The move made by FedEx late on Thursday caused its shares to plunge to their lowest level since 1980 and came amid a rising gap between analysts’ earnings estimates and the macroeconomic outlook, which is largely influenced by the signals that firms give about their futures. This may leads to Stocks Face a Dangerous Earnings Surprise.
Will the Recession occur ?
A recession in the US is now expected to occur within the next 12 months, according to the median analyst surveyed by Bloomberg, up from a 33% risk in mid-year. Economists worry that the labor market and resilient spending trends will ultimately suffer as a result of the Federal Reserve’s efforts to control the worst inflation in 40 years. Even while the economy hasn’t yet collapsed, the hard numbers indicate that it will eventually, and equities have little chance of being spared.

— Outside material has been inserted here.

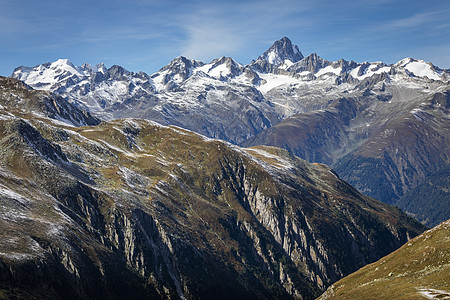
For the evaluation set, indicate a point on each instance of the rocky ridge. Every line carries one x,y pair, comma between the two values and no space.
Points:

A probability-weighted approach would have traders betting on single-digit earnings declines in the next 12 months, but the market isn’t quite there yet. Even if you split the difference between the mildly optimistic and the mildly pessimistic — 50% odds of the Wall Street status quo with ho-hum earnings growth, 50% odds of a mild recession — the market isn’t quite there yet. Recessions historically have also been accompanied by lower forward P/E multiples than the present 16.5 times. However, it’s obvious that market pricing continues to lean toward the optimistic side of the earnings spectrum even if you use a reasonably generous multiple. There are likely fewer avenues higher than the S&P 500’s June low of 3,667 than there are to break through it, as the following table illustrates.
S & P and FedEX Outlines
Even after taking into consideration the S&P 500 Index’s 4.8% down last week, markets seem to be buying this optimism to a significant level, so it’s not only the analysts who are upbeat. The S&P 500 earnings yield, which is the inverse of the P/E ratio and the ratio of predicted EPS to price, has been consistent throughout the year and suggests that Treasury yields are what are actually moving the market.
Prior to the next Fed monetary policy decision on Wednesday, when policy makers are anticipated to boost the upper bound of the fed funds rate by 75 basis points to 3.25%, the FedEx news had the market on edge. Despite the economy’s resilience, the infamous “long and varied delays” of monetary policy are certain to bite at some point in the near future, and the equities market appears to be ill-prepared for what is to come. None of that means that the US is heading for some kind of 2008-style earnings calamity, but you don’t have to believe that to acknowledge that the market looks overly sanguine. The FedEx development may well be the first in a series of catalysts that help traders realize that.